大嘗祭(だいじょうさい)に使(つか)われた大嘗宮(きゅう)は一部(いちぶ)を公開(こうかい)した後(あと)に取(と)り壊(こわ)す。昔(むかし)は儀式後(ぎしきご)にすぐ壊された。しかし、今回(こんかい)は巨費(きょひ)を投(とう)じたのだから国民(こくみん)に見てもらうのは当然(とうぜん)である。伝統(でんとう)は過去(かこ)の踏襲(とうしゅう)だけでは守(まも)れない。大嘗宮は建設中からも外観(がいかん)を見られるようにした。いい判断(はんだん)だった

炎上(えんじょう)した首里城(しゅりじょう)の再建(さいけん)は時間(じかん)は掛(か)かるが、実現(じつげん)するだろう。その際(さい)はできるだけ工事中の城(しろ)を公開(こうかい)したほうがいい。日本(にほん)と中国(ちゅうごく)の特徴(とくちょう)が混(ま)ざった城(しろ)の復元(ふくげん)は恐(おそ)らく二度(にど)とはない。完成後には見えなくなる工法(こうほう)もある

地震(じしん)で破壊(はかい)された熊本城(くまもとじょう)も復元工事を積極的(せっきょくてき)に見せている。
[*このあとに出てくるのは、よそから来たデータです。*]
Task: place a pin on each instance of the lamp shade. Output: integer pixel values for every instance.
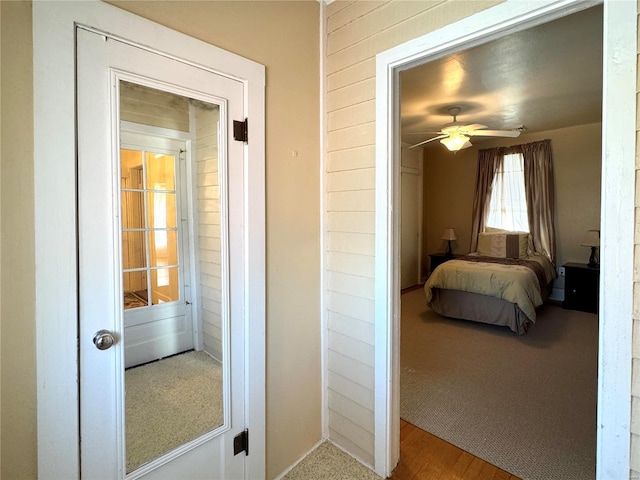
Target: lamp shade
(449, 234)
(591, 238)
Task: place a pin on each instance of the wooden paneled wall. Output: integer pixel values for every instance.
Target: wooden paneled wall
(635, 386)
(208, 228)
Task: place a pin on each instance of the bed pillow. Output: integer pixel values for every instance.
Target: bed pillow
(503, 245)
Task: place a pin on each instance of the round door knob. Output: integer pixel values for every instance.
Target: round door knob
(103, 339)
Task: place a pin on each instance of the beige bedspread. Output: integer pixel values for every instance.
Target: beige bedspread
(513, 283)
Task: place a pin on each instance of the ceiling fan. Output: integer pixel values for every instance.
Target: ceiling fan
(455, 135)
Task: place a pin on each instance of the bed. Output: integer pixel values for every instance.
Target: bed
(498, 285)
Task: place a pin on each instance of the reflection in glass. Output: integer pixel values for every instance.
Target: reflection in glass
(174, 378)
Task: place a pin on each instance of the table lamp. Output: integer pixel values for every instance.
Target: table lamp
(448, 235)
(592, 239)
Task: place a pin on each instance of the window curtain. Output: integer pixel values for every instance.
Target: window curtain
(539, 188)
(489, 161)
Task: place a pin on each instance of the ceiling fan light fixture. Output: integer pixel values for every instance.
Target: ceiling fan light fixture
(456, 142)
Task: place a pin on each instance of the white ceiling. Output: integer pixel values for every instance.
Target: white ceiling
(544, 78)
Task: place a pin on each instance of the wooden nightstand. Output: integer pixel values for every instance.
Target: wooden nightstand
(581, 287)
(440, 258)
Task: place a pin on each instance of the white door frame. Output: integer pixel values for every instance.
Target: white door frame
(55, 217)
(617, 207)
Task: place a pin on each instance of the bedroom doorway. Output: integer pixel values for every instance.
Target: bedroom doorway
(615, 312)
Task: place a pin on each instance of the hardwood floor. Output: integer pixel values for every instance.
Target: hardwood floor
(424, 456)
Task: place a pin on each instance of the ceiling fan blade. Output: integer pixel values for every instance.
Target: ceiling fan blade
(494, 133)
(423, 133)
(427, 141)
(472, 127)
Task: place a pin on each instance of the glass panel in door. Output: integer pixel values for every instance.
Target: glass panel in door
(174, 290)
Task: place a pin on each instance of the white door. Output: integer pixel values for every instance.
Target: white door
(216, 293)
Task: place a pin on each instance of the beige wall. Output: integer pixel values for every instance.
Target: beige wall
(284, 36)
(577, 159)
(18, 374)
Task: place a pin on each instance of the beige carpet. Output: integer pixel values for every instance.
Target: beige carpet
(329, 462)
(526, 404)
(170, 402)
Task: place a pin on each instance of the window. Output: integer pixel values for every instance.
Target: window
(508, 204)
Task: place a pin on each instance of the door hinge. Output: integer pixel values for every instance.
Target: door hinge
(241, 130)
(241, 443)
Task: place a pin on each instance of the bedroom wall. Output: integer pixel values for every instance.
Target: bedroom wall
(577, 167)
(284, 36)
(356, 32)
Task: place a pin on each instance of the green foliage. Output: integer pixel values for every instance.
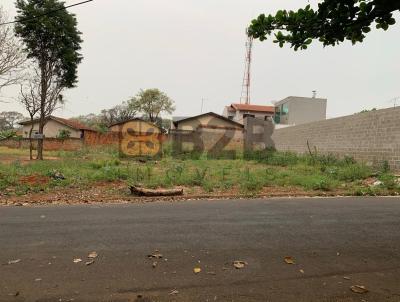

それを目当(めあ)ての観光客(かんこうきゃく)も多(おお)い。金沢城(かなざわじょう)の鼠多門橋(ねずみたもんばし)の復元も参考(さんこう)になる。あれだけの木橋(きばし)が街中(まちなか)に登場(とうじょう)するのは最初(さいしょ)で最後(さいご)になるはずだ。見ておくなら今(いま)のうちだ。